Search code examples
python-3.xamazon-web-servicesdockerkubernetesselenium-chromedriver

Running Selenium on a server such as AWS Lightsail for ETL pipeline (MageAI)


Quick introduction: MageAI is an ETL pipeline tool that is similar to Airflow. I'm using MageAI to run cronjobs daily to crawl websites using Selenium. As of now, MageAI offers installation via docker-compose, kubernetes, and via pip install. When I install it via docker-compose or kubernetes, Selenium driver will not start. But when I use pip install, selenium works.

Scenario of how it is working via pip install: I'm using AWS Lightsail to run my ubuntu instance. Within this server, I did pip3 install mage-ai selenium. This works and the selenium driver was able to start. The problem of this approach is that, since it is running on my server as a python module, it can be unstable as the server may go down.

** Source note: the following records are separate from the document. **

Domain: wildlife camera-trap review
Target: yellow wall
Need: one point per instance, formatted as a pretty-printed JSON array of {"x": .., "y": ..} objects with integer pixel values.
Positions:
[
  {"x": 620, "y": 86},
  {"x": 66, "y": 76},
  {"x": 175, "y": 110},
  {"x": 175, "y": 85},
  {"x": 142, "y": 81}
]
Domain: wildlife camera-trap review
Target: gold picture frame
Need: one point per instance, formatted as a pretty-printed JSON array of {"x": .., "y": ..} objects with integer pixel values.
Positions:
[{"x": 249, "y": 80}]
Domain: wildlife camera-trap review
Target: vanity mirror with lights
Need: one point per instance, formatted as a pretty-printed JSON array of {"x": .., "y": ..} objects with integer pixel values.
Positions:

Ideal scenario: If I were to implement this via docker-compose or even kubernetes, it will become even more stable and scalable. But all the approaches I've done so far will result in the same error which is selenium chrome driver failed to start.

What I've done so far:

  1. I tried extending from the MageAI docker image and installed all the necessary dependencies to run Selenium and Mage, it gave me the same error.
  2. I tried extending from a ubuntu docker image, installed MageAI and Selenium via pip3 install, and it still didn't work.

Anyone would know how to successfully run selenium via docker-compose or even kubernetes?


Solution

  • version: '3'
    services:
      magic:
        image: mageai/mageai:latest
        <mage-ai stuff here>
    
    
      selenium:
        image: selenium/standalone-chrome:latest
        environment:
          - SE_NODE_OVERRIDE_MAX_SESSIONS=true
          - SE_NODE_MAX_SESSIONS=10
          - SE_NODE_GRID_URL=https://0.0.0.0:4444
        ports:
          - 4444:4444
    

    Use the selenium docker image and have it as a service.

    Call within Python like so:

    selenium_server_url = "http://<ip>:4444/wd/hub"
    
    driver = webdriver.Remote(command_executor=selenium_server_url, options=chrome_options)
    

    Make sure to add this after crawling to free up instances: driver.quit()